Mental Health, Suicide, and Overdose
The mental health crisis exists alongside of – and is intimately connected to – other pressing societal concerns, including rates of suicide and overdose that remain high. Mental illness has been linked to suicide and overdose deaths. Nearly half of people who die from suicide had a known mental health condition, and substance use is a significant risk factor for suicide death. About one in three people who die from suicide are under the influence at the time of their death.
Researchers have long known of the connection between mental health and addiction. Over a quarter of people with serious mental illness also have a substance use disorder, and over 15% of people with a substance use disorder also have serious mental illness. Substance use disorders also occur at high rates among individuals with anxiety disorders, PTSD, depression, bipolar disorder, ADHD, schizophrenia, and personality disorders. Six in ten adolescents receiving community-based addiction treatment meet criteria for mental illness.

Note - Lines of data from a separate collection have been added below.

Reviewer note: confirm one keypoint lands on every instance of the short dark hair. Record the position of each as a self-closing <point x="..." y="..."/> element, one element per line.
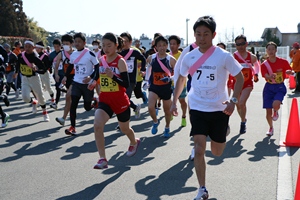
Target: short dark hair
<point x="271" y="43"/>
<point x="240" y="37"/>
<point x="80" y="36"/>
<point x="206" y="21"/>
<point x="160" y="38"/>
<point x="96" y="41"/>
<point x="126" y="34"/>
<point x="113" y="38"/>
<point x="176" y="38"/>
<point x="56" y="41"/>
<point x="67" y="38"/>
<point x="17" y="43"/>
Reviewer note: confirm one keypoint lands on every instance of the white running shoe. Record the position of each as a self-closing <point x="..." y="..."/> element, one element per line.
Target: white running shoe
<point x="61" y="121"/>
<point x="193" y="154"/>
<point x="46" y="117"/>
<point x="34" y="106"/>
<point x="138" y="111"/>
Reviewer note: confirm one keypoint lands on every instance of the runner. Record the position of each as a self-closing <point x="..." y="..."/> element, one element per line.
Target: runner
<point x="98" y="54"/>
<point x="113" y="98"/>
<point x="3" y="63"/>
<point x="274" y="70"/>
<point x="208" y="97"/>
<point x="30" y="66"/>
<point x="177" y="72"/>
<point x="131" y="56"/>
<point x="159" y="74"/>
<point x="247" y="59"/>
<point x="10" y="70"/>
<point x="175" y="41"/>
<point x="86" y="67"/>
<point x="60" y="70"/>
<point x="52" y="59"/>
<point x="45" y="78"/>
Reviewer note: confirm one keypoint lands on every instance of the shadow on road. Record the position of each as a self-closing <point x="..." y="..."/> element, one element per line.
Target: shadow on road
<point x="233" y="149"/>
<point x="263" y="149"/>
<point x="171" y="182"/>
<point x="93" y="191"/>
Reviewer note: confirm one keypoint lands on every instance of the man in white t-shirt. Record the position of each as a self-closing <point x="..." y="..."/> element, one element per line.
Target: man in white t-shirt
<point x="208" y="99"/>
<point x="86" y="68"/>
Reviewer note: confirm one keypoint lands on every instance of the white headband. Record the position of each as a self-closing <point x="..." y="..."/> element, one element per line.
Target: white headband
<point x="29" y="42"/>
<point x="39" y="46"/>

How to Support Mental Health
Addiction is a disease of isolation, and recovery is about connecting with others. The same can be said of mental health. Social support is critical to our mental health: according to the Mayo Clinic, it improves our ability to cope with stress, relieves emotional distress, and improves health, among other benefits. Having a strong social support network prepares us for when times get tough. Positive social relations with friends and family reduce anxiety and depression and build feelings of security. And, healthy relationships are crucial for not only avoiding distress and preventing and treating mental illness, they also contribute to positive mental health that helps us to not only survive but to thrive. Mental Health Awareness Month is the perfect opportunity to improve our own mental health by connecting with others as well as a time to reach out to those we care about to support their mental health.

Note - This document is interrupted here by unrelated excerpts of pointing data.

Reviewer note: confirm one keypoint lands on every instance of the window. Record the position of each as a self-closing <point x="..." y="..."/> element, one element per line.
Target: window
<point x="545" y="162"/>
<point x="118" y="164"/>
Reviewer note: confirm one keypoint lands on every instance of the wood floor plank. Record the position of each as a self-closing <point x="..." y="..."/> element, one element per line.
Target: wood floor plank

Other strategies for boosting mental health include practicing good self-care by getting regular exercise like walking, eating healthy, getting enough sleep, engaging in relaxing activities, and practicing gratitude for positive things in our lives. Mental Health America provides 31 exercises for supporting mental health if you’re looking for more specific activities to consider. Whenever we can engage in any of these activities outside in nature or in connection with other people, we increase their effectiveness too. Tsaking a hike with a friend or getting a couple’s massage with a partner, for example, can improve our mood and increase our well-being.

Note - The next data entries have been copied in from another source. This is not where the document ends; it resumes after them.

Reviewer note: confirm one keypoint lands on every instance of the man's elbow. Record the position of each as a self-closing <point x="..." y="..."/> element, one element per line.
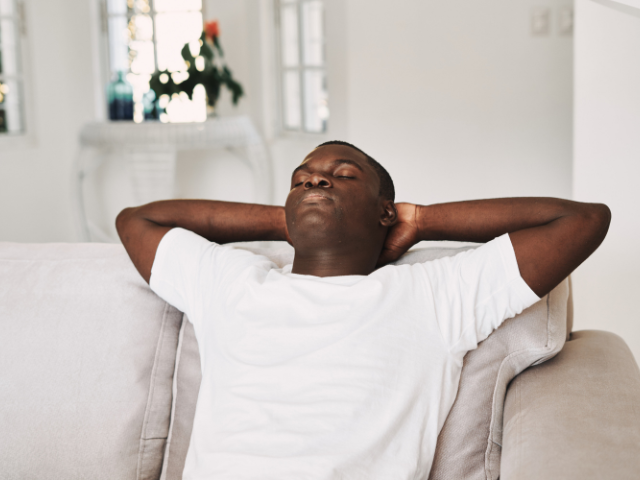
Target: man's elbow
<point x="123" y="218"/>
<point x="599" y="219"/>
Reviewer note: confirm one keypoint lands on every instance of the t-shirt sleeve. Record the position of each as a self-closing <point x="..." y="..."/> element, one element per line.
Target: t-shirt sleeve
<point x="189" y="270"/>
<point x="475" y="291"/>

It’s also important to know when professional help might be needed. If you are receiving treatment for mental illness or substance use disorder, it is best to stay in treatment and follow the guidance of your clinician until they feel you’re ready to change your treatment regimen. The National Suicide Prevention Lifeline and Crisis Text Line are national services that can be used if you or someone you care about is experiencing a suicide-related or other crisis, including mental health crisis.
May is Mental Health Awareness Month, and it’s a great time to learn more about mental health and consider ways we can support our well-being as well as that of our friends and family members. As we work to prevent and treat mental illness and relieve distress and depression that have increased during the COVID-19 pandemic, let’s also strive to go beyond simply surviving to thrive and flourish.